Would you rather medical school train your PCP to have good hands or a good bedside manner?

Last week NPR covered a story highlighting how medical education is morphing in order to adapt to the unmet demand for primary care physicians driven (at least in part) by the increased access to primary care that will be ushered in under the ACA.  It may be surprising to some to learn that many of the most prestigious medical schools like Johns Hopkins and Harvard do not have a primary care program; however, as reported by NPR, medical schools may soon rethink this hole in their curriculum in the face of changing demands upon the health care system and its accompanying incentives for young physicians to enter primary care.   Mount Sinai School of Medicine is leading the way in this regard by launching a new department of family medicine in June.

Intuitively, changing the medical education system to produce more primary care physicians will further goals of the ACA by increasing access to primary care, and therefore improving overall public health and diminishing cost by decreasing emergency room care for conditions that could have been treated less expensively or avoided altogether by increasing access to preventative services.  These are the arguments we’ve heard repeatedly by the champions of the ACA and by the Obama administration, particularly through its vision for the Prevention and Public Health Fund which was intended to bolster the pipeline of primary care physicians before being gutted earlier this year.

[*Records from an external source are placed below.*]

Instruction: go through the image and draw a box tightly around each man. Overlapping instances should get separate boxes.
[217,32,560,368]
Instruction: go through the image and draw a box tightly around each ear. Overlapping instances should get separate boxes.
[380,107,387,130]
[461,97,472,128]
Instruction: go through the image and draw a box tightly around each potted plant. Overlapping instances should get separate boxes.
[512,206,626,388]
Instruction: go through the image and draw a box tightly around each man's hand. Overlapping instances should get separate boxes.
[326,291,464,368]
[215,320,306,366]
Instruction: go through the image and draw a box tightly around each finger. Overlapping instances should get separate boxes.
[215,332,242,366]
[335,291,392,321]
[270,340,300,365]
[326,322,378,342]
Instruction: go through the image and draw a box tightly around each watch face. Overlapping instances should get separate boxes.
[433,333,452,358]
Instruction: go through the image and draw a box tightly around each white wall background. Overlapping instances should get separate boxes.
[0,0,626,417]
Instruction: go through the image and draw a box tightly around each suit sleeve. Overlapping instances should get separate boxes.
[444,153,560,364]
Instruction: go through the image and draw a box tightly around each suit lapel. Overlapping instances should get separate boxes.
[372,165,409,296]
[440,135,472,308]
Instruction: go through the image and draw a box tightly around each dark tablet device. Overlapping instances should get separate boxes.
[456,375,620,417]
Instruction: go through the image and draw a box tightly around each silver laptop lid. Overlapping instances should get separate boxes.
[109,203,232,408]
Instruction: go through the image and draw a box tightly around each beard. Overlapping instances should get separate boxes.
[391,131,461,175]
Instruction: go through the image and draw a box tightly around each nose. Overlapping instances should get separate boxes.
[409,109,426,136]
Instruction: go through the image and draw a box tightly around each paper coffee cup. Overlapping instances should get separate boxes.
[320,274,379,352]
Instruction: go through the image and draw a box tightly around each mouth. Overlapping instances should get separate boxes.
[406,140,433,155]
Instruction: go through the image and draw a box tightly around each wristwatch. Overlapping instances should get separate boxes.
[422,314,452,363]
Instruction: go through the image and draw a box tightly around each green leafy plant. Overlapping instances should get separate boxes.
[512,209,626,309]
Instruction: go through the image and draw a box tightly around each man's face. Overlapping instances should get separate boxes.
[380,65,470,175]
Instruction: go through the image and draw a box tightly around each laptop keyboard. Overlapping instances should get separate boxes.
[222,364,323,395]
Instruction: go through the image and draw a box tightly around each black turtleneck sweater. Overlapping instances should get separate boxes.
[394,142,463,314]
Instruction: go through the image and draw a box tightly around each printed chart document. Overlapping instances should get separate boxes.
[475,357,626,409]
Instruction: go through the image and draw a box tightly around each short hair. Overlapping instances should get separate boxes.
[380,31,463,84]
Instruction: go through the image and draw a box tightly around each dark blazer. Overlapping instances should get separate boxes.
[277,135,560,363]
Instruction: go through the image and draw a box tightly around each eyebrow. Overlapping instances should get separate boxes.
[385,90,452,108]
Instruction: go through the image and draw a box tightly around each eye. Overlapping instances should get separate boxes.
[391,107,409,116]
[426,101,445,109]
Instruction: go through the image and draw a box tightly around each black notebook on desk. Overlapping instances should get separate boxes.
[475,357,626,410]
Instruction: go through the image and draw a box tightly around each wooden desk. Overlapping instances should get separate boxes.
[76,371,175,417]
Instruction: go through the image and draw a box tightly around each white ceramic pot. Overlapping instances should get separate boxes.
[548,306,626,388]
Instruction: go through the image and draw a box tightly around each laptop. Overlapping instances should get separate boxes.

However, if the focus on primary care does result in an increased number of PCPs, there may also be an of-yet undervalued or under-emphasized benefit.  Increasing the time students think about primary care issues may lead to more humane physicians who are better-versed in medical ethics and professionalism and thus provide a higher quality of care.  Jack Coulehan and Peter Williams have described how programs focused on primary care place greater emphasis on professional values such as empathy whereas other programs may place a premium on technical skill.

The competing values inherent in these skill sets is captured in the common question: “Would you rather have a surgeon with good hands or with good bedside manner?”  More appropriate to the current trends in health care reform may be: “Would you rather have a PCP with good hands or with a good bedside manner?”  As is often the case in many “would you rather” hypotheticals, we’d probably like both.  Assuming that if forced to choose many would prefer a PCP with a good bedside manner, it seems tantamount that alongside launching new programs medical schools need to carefully consider how to best-train physicians within the programs to best meet the demand.  In the culture of prestigious hyper-specialization (captured by the fact that top medical schools do not have family medicine programs) it appears that as a whole, a cultural shift in medical education is in order to accompany the shift in health policy.

It may or may not be the case that medical students and residents that focus on primary care actually receive superior training or knowledge that results in superior skills.  Nonetheless, the new emphasis and institutional support for primary care within the ACA provides an important moment of reflection and opportunity for medical schools and organizations like the Association of American Medical Colleges and the Accreditation Council for Graduate Medical Education to critically consider its curriculum and culture.  By creating an environment that values bedside manner as it does technical prowess, medical schools may be able to help achieve some of the goals of the ACA.